As part of the deal, Premier Financial’s subsidiary, Premier Bank, was merged into WesBanco’s banking arm, WesBanco Bank.
The acquisition is aimed at positioning WesBanco as a regional financial services powerhouse with assets totalling around $27bn. The combined entity benefits from increased economies of scale and robust profitability metrics.
WesBanco president and CEO Jeff Jackson said: “We are thrilled to announce the successful completion of this acquisition, which brings together two strong, community-focused institutions to create an even more dynamic regional bank well-positioned to support our customers’ unique financial journeys across their consumer, commercial and wealth management needs.”
Operating across a contiguous geographic footprint, the merged company ranks as the 81st largest insured depository organisation in the US and the 8th largest bank in Ohio by deposit market share.
WesBanco now operates over 250 financial centres and loan production offices across Indiana, Michigan, Kentucky, Maryland, Ohio, Tennessee, Pennsylvania, Virginia, and West Virginia.
Based in Wheeling, West Virginia, WesBanco reported total assets of $18.7bn, as of 31 December 2024 Its trust and investment services manage $6bn in assets under management and securities account values amounting to $1.9bn through its broker/dealer as of 31 December 2024.
The acquisition enhances WesBanco’s competitive structure by integrating expertise from both its own and Premier Financial to strengthen customer relationships and support long-term growth.
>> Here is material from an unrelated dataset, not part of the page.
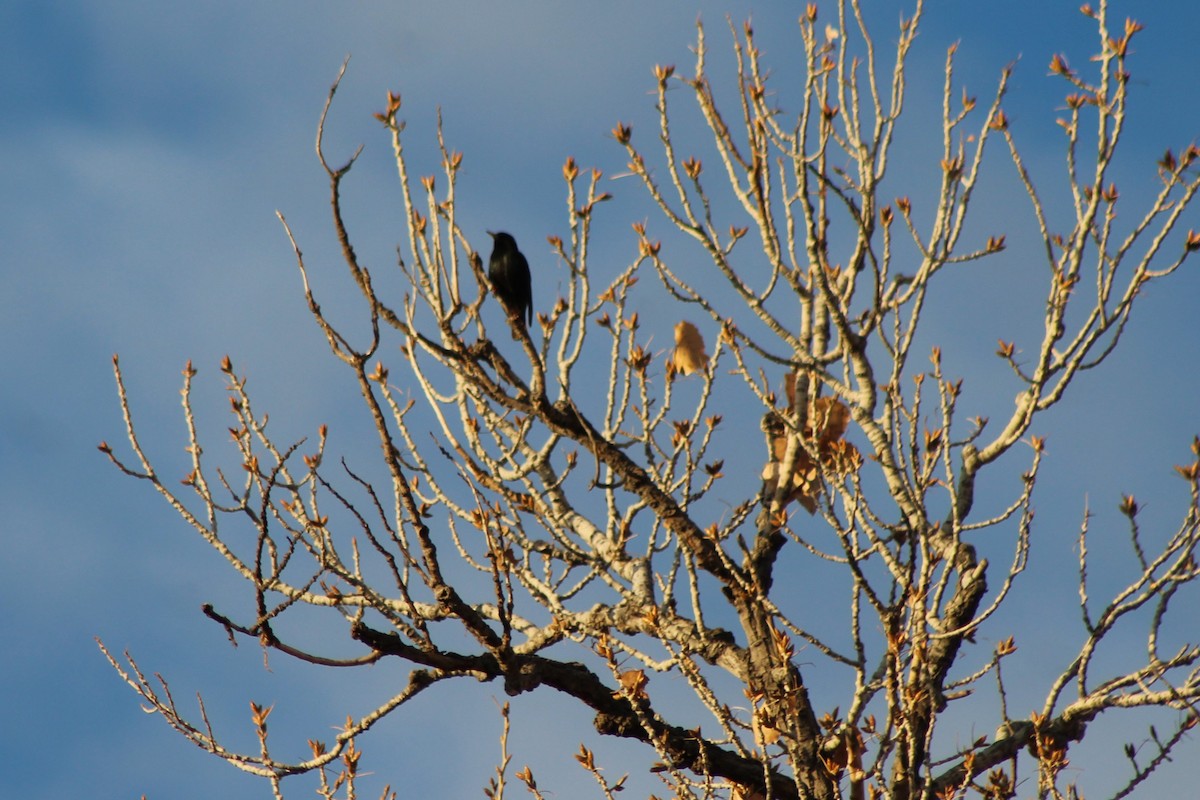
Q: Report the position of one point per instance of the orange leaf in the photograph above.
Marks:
(689, 353)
This includes a regionalised commercial and consumer banking model that combines strategic oversight with strong local leadership.
Premier Financial’s centres will continue to operate under the Premier Bank name until mid-May when customer and data conversion is expected to occur. At that point, all financial centres will be rebranded as WesBanco.
The all-stock transaction was initially announced in July 2024 and received unanimous approval from the boards of both companies.
Under the agreement terms, Premier Financial’s shareholders are entitled to receive 0.80 shares of WesBanco common stock for each share they own.
The transaction values the the Nasdaq-listed Premier Financial at $26.66 per share based on WesBanco’s closing stock price of $33.32 on 24 July 2024. This represents a valuation of 142% of Premier Financial’s tangible book value per share as of 30 June 2024, and a multiple of 12.9 times the mean analyst estimated earnings per share for 2024.
Following the completion of the transaction, WesBanco has expanded its franchise by adding 73 financial centres primarily located throughout northern Ohio as well as in southern Michigan and northeastern Indiana.